The appeal of this psychological thriller is really quite straight forward. An aspiring writer is stalked by a bookshop owner. Sounds like a fantasy to me, but this story definitely is not. Dark and disturbing.
Throughout there are references to other great books, so the author is obviously a bookish sort, and this is bodes well for a bookshop owner. The protagonist is attracted to the young woman immediately and the appeal strengthens when he realises that she is not shallow and superficial, is well-read and educated. As she says to her friends of him: "Different. Hot."
He is very manipulative and crafts himself into the perfect boyfriend by hacking her phone and messages. Two things stand in his way - her pretentious boyfriend and an equally pretentious and neurotic narcissistic best friend.
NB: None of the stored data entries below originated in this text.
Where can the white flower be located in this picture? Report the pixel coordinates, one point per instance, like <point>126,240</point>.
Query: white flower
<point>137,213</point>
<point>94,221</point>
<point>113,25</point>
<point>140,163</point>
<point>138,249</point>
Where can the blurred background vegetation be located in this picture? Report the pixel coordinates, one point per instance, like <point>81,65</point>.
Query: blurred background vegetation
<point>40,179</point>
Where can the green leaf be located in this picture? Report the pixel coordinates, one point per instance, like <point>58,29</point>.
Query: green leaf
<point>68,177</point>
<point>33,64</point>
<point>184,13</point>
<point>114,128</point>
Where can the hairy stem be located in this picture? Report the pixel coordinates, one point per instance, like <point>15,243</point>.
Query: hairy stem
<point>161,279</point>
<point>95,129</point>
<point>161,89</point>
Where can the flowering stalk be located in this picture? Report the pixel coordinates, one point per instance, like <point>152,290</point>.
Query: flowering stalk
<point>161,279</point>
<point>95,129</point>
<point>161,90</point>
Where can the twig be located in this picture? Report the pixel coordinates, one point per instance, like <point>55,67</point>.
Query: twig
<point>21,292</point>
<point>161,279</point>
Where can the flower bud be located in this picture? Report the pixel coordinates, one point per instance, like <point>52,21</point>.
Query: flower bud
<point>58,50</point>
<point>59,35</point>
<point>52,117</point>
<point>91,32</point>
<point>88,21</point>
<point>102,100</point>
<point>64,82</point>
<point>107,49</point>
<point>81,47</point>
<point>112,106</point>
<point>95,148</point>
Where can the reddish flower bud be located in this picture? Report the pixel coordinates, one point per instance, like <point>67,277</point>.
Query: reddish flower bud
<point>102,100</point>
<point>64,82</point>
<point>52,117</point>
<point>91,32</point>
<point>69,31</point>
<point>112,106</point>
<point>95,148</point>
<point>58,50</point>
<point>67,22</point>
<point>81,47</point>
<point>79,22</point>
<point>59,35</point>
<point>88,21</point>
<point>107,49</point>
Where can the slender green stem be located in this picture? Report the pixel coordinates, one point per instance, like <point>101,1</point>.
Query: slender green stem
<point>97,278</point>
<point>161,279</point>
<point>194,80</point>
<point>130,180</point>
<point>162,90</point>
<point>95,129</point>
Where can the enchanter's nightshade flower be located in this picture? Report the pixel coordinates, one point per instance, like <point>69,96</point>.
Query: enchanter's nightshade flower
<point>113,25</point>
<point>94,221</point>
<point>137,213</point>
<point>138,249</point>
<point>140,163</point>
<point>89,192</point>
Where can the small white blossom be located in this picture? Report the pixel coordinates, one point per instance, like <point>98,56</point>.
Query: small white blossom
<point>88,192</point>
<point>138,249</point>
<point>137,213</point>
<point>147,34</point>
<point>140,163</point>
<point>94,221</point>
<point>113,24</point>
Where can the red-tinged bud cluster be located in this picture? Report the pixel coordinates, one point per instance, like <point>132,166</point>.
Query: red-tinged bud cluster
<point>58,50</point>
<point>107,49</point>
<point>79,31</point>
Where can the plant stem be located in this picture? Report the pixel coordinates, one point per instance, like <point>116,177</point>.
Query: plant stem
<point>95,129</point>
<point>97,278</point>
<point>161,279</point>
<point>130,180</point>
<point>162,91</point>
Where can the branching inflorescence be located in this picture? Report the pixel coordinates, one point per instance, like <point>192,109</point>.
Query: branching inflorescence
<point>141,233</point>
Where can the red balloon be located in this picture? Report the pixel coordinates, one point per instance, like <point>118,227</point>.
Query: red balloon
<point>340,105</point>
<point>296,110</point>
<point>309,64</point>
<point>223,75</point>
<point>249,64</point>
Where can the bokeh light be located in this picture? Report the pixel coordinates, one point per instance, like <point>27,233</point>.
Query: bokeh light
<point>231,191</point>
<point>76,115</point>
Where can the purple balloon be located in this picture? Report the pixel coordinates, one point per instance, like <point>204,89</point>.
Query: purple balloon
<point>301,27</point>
Novels about stalkers are nothing new, but this approach, from the stalker's perspective, is an original and clever idea. "You" is the way he refers to the woman of his obsession as if he is always talking to her. He is never accountable for his actions (except the good ones) and believes that he is doing nothing wrong, and he explains this to "you". There is effective use of repetition and idiosyncrasies that remain consistent throughout the book, which are there as a reminder that we are listening to the thoughts of this disturbing character. The language and graphic sex scenes are coarse but not cliched; appropriate for a man in his position. But the strength of this approach is that we can see not only the thought processes behind his actions, but the charm, wit and genuinely human attributes making a psychopath rather quite likeable.
The pace drops a bit around the middle of the book, although the purpose is to draw a contrast between the object of his desires and a more conventional girlfriend. She doesn't read, likes popular comedy television shows, is good at and likes to cook and clean. The comparison girlfriend doesn't wear classy underwear either. This parallel between the stalker's attitudes towards this girlfriend and his dream woman's friends' pretentiousness, is a perfect example of one of the major themes in the book. He is just as snobby as they are.
This book in essence is about obsession. The two central characters deal with their obsessions in different but equally selfish ways. It would have enhanced the story if there was something more about the victim and her self-obsessed ways and it may have made the ending less predictable.
However, this is a great read. The author has an undoubted talent and as this was her debut novel, great things lay in store for her. You is of its time: very modern with the phrases and references to social media, but the concepts of obsession will always be current. Highly Recommended.
Published by Simon & Schuster UK on 25 September 2014.